Young students, mostly in Transition year, offer one-to-one tuition to older people and those less adept at using digital devices. Both generations learn from each other in the process.
“I learned about senior citizens,” said one young person who took part in the scheme.
“I found out that older people are really interesting,” said another.
Young people also spoke about discovering more about how adults learn, of gaining a better understanding of what it is like for their teachers, and how by teaching they themselves learned more about digital devices. Other young people were pleased that they helped people, and said it made them feel good and realize that they have valuable digital skills.
121 Digital, as the scheme is called, is run by Fintan Mulligan. He told Catholicireland.net that he saw that many people cannot use a mobile phone.
“If they are not able to (use a mobile phone) they will become isolated and they won’t be able to get information. The government has spent millions on eGovernment, and at the moment there is a voice at the end of the ( land) line, but that won’t always be there,” he said.
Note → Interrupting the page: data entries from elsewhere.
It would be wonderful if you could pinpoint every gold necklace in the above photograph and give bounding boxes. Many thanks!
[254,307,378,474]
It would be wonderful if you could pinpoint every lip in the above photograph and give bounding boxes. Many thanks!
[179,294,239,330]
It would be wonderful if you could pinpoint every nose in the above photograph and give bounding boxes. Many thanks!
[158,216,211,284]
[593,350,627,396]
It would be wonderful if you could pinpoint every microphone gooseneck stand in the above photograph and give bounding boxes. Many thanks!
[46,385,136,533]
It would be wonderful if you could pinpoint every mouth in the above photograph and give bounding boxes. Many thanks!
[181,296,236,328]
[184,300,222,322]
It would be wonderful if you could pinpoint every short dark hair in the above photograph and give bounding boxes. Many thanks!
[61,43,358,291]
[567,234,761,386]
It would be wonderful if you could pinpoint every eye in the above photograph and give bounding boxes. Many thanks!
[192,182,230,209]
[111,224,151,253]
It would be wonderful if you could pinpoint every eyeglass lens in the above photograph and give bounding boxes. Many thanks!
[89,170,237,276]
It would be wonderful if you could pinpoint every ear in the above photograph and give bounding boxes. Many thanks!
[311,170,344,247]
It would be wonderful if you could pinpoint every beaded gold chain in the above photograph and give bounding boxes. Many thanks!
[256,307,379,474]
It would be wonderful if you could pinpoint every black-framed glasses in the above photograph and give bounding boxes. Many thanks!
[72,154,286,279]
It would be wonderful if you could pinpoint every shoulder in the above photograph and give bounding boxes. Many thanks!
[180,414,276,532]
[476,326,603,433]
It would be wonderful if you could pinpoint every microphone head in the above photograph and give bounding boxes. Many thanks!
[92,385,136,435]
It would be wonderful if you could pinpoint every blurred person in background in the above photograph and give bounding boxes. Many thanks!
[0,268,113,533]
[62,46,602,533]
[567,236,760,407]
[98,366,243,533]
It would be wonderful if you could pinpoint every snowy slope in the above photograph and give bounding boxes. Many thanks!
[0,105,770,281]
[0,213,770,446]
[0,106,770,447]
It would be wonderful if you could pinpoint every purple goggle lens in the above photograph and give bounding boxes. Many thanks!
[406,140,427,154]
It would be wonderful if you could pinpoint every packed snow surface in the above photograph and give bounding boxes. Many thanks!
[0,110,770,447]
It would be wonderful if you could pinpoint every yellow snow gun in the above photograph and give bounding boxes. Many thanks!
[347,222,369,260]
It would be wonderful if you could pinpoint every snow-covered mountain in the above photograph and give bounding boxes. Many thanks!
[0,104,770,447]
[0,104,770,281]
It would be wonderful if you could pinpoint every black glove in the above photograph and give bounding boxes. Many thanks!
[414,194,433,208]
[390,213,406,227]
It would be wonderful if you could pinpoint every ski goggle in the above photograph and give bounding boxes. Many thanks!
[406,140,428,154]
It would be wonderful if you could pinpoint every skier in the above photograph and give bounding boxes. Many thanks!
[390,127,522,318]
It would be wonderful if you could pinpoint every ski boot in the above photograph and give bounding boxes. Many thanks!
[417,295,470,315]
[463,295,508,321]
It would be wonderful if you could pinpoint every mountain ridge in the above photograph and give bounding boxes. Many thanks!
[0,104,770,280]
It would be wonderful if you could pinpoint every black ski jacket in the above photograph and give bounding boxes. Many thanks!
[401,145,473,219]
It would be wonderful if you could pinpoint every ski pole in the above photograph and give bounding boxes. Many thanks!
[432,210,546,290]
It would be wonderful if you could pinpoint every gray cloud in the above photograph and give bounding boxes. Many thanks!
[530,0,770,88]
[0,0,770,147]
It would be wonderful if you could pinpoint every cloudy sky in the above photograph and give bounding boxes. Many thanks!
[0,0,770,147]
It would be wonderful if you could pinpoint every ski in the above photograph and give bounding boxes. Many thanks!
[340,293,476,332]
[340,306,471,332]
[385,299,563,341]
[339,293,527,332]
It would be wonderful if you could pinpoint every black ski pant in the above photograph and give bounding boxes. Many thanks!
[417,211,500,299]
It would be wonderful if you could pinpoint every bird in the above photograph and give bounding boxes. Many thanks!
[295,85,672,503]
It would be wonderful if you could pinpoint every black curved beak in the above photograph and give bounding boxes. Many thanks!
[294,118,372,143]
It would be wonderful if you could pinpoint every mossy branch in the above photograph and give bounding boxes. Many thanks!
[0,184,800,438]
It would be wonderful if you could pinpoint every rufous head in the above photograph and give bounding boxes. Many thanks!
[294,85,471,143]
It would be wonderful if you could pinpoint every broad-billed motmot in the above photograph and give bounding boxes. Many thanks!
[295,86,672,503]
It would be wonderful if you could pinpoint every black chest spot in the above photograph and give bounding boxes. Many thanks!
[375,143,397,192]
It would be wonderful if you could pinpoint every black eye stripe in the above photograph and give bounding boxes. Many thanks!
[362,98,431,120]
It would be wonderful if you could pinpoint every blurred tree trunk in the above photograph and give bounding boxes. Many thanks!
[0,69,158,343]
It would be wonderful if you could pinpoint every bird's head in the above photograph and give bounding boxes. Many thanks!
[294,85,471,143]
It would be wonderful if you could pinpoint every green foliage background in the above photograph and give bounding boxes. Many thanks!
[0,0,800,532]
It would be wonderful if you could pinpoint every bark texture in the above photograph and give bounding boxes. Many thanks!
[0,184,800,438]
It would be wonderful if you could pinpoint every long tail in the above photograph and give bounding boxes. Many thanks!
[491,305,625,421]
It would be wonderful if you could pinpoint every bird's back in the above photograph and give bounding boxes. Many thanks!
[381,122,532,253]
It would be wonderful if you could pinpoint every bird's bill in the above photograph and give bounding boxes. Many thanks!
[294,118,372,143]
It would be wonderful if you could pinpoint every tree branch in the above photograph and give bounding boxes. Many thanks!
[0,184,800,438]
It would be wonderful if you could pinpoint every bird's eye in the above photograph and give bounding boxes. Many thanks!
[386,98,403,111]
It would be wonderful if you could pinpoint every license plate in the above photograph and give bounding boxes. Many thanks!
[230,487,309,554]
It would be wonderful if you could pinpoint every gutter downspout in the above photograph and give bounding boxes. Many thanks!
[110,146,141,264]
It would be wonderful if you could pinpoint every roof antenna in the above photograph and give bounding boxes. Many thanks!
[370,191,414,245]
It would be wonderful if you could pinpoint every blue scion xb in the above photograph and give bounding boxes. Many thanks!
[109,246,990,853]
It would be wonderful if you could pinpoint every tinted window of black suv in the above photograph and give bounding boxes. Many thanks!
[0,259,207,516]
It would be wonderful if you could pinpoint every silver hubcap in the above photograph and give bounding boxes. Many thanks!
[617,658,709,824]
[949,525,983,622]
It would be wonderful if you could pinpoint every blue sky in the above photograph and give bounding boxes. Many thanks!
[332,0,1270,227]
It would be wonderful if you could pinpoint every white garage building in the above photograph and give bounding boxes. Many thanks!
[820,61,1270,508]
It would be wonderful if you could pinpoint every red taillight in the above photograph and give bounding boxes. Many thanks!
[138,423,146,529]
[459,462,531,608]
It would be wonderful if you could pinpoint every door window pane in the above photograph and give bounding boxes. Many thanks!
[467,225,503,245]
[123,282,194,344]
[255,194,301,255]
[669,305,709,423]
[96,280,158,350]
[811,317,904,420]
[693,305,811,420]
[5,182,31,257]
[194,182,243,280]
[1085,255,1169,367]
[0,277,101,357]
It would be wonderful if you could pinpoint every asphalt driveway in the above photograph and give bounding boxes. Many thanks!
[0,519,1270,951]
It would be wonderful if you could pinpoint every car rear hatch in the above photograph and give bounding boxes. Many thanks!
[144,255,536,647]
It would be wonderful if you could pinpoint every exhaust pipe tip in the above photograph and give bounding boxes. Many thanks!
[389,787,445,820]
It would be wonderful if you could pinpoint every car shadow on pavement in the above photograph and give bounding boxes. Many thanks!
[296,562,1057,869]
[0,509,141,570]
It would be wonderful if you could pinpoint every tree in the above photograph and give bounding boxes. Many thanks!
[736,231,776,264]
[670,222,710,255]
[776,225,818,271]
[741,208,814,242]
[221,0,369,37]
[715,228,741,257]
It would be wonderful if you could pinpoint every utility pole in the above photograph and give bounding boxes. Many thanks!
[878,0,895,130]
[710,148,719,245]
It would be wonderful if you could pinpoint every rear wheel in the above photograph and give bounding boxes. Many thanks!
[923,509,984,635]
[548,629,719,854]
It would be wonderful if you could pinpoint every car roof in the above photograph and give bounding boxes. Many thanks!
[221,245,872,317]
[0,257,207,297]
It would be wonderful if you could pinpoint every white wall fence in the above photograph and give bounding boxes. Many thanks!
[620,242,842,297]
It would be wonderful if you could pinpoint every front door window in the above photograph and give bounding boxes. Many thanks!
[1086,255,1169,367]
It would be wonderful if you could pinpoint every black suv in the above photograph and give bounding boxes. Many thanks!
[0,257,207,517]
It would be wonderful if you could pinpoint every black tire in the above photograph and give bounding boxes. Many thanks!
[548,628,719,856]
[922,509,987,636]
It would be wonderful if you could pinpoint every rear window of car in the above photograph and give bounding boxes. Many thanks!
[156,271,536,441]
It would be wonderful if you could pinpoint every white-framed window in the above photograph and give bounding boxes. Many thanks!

The first course was in Fintan Mulligan’s local schools in Ashford, Co Wicklow. Now there are 22 volunteers, who are mostly parents of students in participating schools, and they act as hosts and mentors to the young people who do the actual tuition. Each young tutor is paired with their older learner at the first lesson and they work with them throughout the course of seven lessons. There is one class per week lasting 80 minutes and learners are encouraged to practice between lessons – to reinforce their learning.
The initiative has spread all around Co Wicklow and is currently expanding in Kerry with courses already in Dingle, and schools in Tralee and Kenmare have confirmed that they will participate. Meath is expected to be the next county where schools will set up courses. Hundreds of transition year ‘tutors’ have been involved, and over 700 participants have attended 121 digital courses since 2010. The oldest ‘student’ is 93 years of age and the youngest 40, as most people younger than that are digitally aware.
“When they are leaving they say I love my phone, I hated it when I started this course, I love it now I wouldn’t go anywhere without it. I am sending more text and I am getting more calls. I’m in touch for the first time in years. They say I’m cracking this digital thing I’ll be back with a laptop. And some of them do come back,” said Fintan Mulligan. “It is the generosity of the young transition year students who make this possible.”
One of the schools which has already run a course commented that the scheme provides a “maturing experience,” and “community building, intergenerational and interpersonal skills” to the transition year student volunteers. They also said that it encourages shy students to be more confident in the company of adults and it allows confident students to show their peers how to interact with seniors.